Egypt’s ruling military council, the Supreme Council of the Armed Forces (SCAF), has appointed Kamal al-Ganzouri as the new prime minister. According to Issandr El Amrani, “Ganzouri was prime minister between 1996 and 1999 and was known for his autocratic style, his tendency to micromanage government and his repression of the press and civil society.” His appointment “brings back a man from a bygone era.” We should expect nothing less from the SCAF, who have been trying to consolidate their power and the restore the old order ever since Mubarak fell (with gracious U.S. support).
There is a lot of talk about how detrimental the massive voter turnout for conservative-religous parties like the Muslim Brotherhood’s Freedom and Justice Party and the Salafi movement’s Al-Nour Party. I agree, it is a concern and if their rise to power coincides with the sort of theocracy they’ve been advocating, it is both detrimental to civil rights and counter to the spirit of the youth movement which succeeded in ousting Mubarak. Of course, the concern Washington has for the rise of Islamists isn’t about human rights and secular democracy, but rather that it will result in a less subservient Egyptian foreign policy. In fact, that was a concern of Washington’s whether the Islamists or the liberals won.
But if not for U.S. support for SCAF – which is as wrong and tyrannical as was supporting Mubarak – the youth-liberal movement may have had a chance to establish constitutional principles restricting government from imposing religion and violating individual rights. Back in the summer, according to a CRS report, “the SCAF granted some concessions to secular liberal groups. It reshuffled the cabinet and asked experts to draft a set of constitutional principles to serve as guidelines before a constitution is actually drafted, angering some Islamists who charge that any set of principles devoid of overt references to Islamic law would make the country too secular.” A political fight broke out between secular liberals and Islamists and what instead ended up happening was that last month SCAF had Deputy Prime Minister Ali al Salmi draft a set of constitutional principles “which would, if adopted and adhered to, vastly increase the power of the military at the expense of political parties.” The draft included:
- no parliamentary oversight of the military’s defense budget. Article 9 of the draft states that the military’s budget will appear as a single number in the state’s budget;
- a provision that would require parliamentarians to obtain the military’s approval prior to issuing any laws affecting the military;
- authority for the military to refer the new constitution to the Supreme Constitutional Court if it is thought to violate any of the constitutional declarations issued by the military;
- a provision that would allow the military to appoint 80 of the 100 members of the planned constitutional assembly;
- authority to appoint a new constitutional assembly if the first one could not agree on a constitution within six months;
America’s desperate attempt to maintain status-quo-tyranny in Egypt led to a missed opportunity to establish constitutional principles that would have restricted the power of the state to impose an Islamic theocracy. Bravo, interventionism!

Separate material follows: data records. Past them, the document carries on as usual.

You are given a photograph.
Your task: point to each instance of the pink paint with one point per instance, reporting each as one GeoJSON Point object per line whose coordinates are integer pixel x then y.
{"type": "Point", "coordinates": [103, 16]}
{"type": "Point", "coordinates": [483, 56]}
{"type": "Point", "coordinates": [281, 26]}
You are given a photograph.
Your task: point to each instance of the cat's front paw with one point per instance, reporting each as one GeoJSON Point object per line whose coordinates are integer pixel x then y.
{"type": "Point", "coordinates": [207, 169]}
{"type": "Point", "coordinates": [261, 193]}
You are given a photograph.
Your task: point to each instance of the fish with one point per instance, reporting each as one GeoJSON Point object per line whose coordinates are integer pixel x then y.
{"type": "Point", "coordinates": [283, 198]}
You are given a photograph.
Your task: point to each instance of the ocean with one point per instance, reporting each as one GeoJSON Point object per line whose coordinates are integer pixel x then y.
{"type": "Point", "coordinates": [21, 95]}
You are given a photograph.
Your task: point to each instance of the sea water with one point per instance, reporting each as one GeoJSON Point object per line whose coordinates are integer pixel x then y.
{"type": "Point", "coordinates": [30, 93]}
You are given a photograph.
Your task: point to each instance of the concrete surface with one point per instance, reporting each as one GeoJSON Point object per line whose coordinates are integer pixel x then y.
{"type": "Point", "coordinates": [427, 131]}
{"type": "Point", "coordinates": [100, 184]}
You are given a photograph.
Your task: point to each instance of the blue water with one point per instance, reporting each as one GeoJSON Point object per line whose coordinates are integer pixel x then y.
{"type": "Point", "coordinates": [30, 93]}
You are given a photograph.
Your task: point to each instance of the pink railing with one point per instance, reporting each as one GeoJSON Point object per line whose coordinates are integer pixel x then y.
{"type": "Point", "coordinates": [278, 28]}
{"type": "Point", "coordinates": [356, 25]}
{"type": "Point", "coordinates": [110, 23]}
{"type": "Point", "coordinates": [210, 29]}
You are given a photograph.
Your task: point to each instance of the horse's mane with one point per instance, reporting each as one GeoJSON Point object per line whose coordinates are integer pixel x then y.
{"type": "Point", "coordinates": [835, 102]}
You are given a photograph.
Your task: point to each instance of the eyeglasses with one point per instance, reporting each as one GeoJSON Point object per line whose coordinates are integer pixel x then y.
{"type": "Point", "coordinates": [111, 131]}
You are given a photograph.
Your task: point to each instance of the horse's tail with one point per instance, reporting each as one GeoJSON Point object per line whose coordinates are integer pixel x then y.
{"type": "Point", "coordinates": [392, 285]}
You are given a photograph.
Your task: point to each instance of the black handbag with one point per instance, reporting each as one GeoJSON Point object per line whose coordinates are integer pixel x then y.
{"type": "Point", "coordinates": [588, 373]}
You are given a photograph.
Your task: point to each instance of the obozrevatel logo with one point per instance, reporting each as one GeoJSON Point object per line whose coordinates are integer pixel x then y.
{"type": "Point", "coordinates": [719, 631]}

8 thoughts on “Screwing Over Secular Liberal Egyptians, Yet Again”
Even though "Democracy" is a sacred word, it's easy for it to suck. Just takes 50.00001% of voters to be jerks and/or idiots, and the whole thing falls apart.
Most of those million people who came to Tahrir Square were not secular, liberal, media-savvy, Facebook revolutionaries; those just happen to be the group that Western media prefers. It was never labelled a protest for a liberal secular democracy; it was the Egyptian people (most of whom want an Islamic government, as the election results show) coming together to get rid of Mubarak. Why do we keep hearing them whine now that the Islamic parties are winning the elections? Which anyone who knows anything about Egypt knew was going to happen…
second that strongly
Islamic parties' winning is what the US and Israel always want. That's why they set up Hamas. That's why they overthrew the secular (not liberal) Saddam. Islamic governments are easy to demonize and easy to manipulate, since they don't have to answer to the people. These developments are pretty much what the US warfare state wanted. Too bad for women and for advocates of religious freedom (the very people USG always claims to be helping.)
I agree with ummabdula, one has to trust the democratic process. There is no reason to assume that a large percentage of the populace is naive or stupid. But then, here in the US we saw Bush voted back to the office. I guess the bottom line is do you want democracy or not?